Budaya China dan masyarakatnya, tak pelak,
merupakan kisah sukses yang paling terkenal. Maju
pesatnya perekonomian China sejak beberapa tahun
lalu menunjukkan bahwa “Sang Naga” memang tengah menggeliat, baru bangun dari tidur
panjangnya.Sebagaimana diketahui, kini banyak
barang produksi China telah merambah Asia, Afrika,
dan Amerika Selatan, bahkan memasuki AS dan
Eropa, negara yang dikenal paling ketat dalam
mengawasi produk-produk luar. Tidak heran, PBB menganggap China sebagai negara yang paling pesat
pertumbuhan ekonominya. Sebenarnya, kesuksesan China sudah berlangsung
sejak lama. Jauh sebelum abad Masehi, masyarakat
purba China sudah mampu menemukan peralatan
penting, seperti kompas, kertas, dan kode biner
komputer. Para pakar Barat memang mengakui
bahwa budaya China tidak tertandingi dalam sejarah umat manusia. Budaya tersebut memiliki banyak
sekali rahasia tentang motivasi dan kesuksesan sejak
zaman dulu hingga zaman sekarang. Mereka percaya budaya China berlangsung sepanjang
masa. Bukti konkretnya adalah manakala peradaban-
peradaban kuno lain seperti Sumeria, Babylonia,
Mesir, Romawi, dan Yunani timbul tenggelam ditelan
waktu, budaya China tetap bertahan terus. Peradaban
China dikatakan “memiliki haluan untuk bersemi kembali setelah mengalami
kemunduran” (Keajaiban Seni Motivasi Bangsa Cina Kuno, 2007). Konon, ketika para kaisar saling mengalahkan satu
sama lain, mereka cenderung merusak budaya dari
pihak yang kalah. Namun hal seperti itu justru tidak
terjadi ketika Mongol dan Manchu mengalahkan China.

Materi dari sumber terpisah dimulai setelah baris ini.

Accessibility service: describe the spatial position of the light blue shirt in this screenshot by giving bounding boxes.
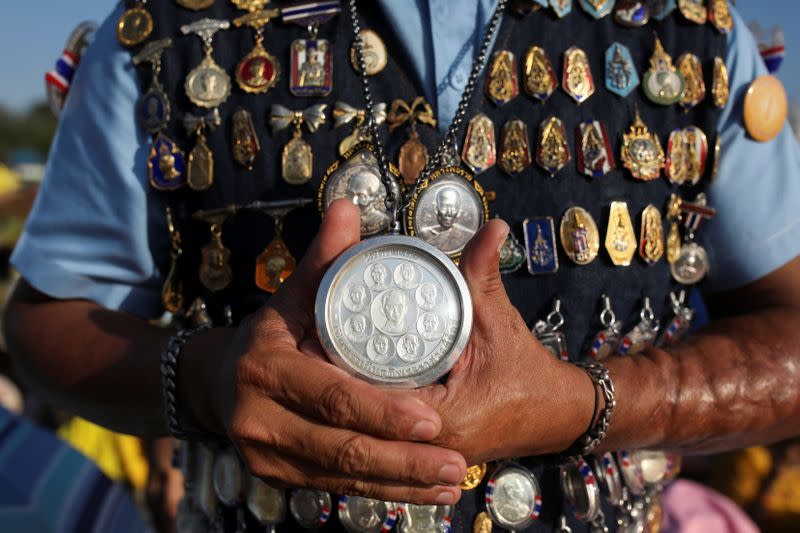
[11,2,800,318]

Sebagai gantinya, budaya China “memenangkan” mereka. Dalam hal ini, kebudayaan China malah
dilestarikan dan dikembangkan. Budaya China bertahan begitu lama karena kuat,
praktis, dan penuh kearifan. Apalagi didukung para
pemimpin China yang hampir selalu mempelajari jiwa
manusia dan menulis beberapa teks kuno, seperti I
Ching dan Tung Shu. Dari masa kuno juga terwariskan
buku-buku tentang filsafat Tao dan filsafat Sun Tzu yang amat terkenal.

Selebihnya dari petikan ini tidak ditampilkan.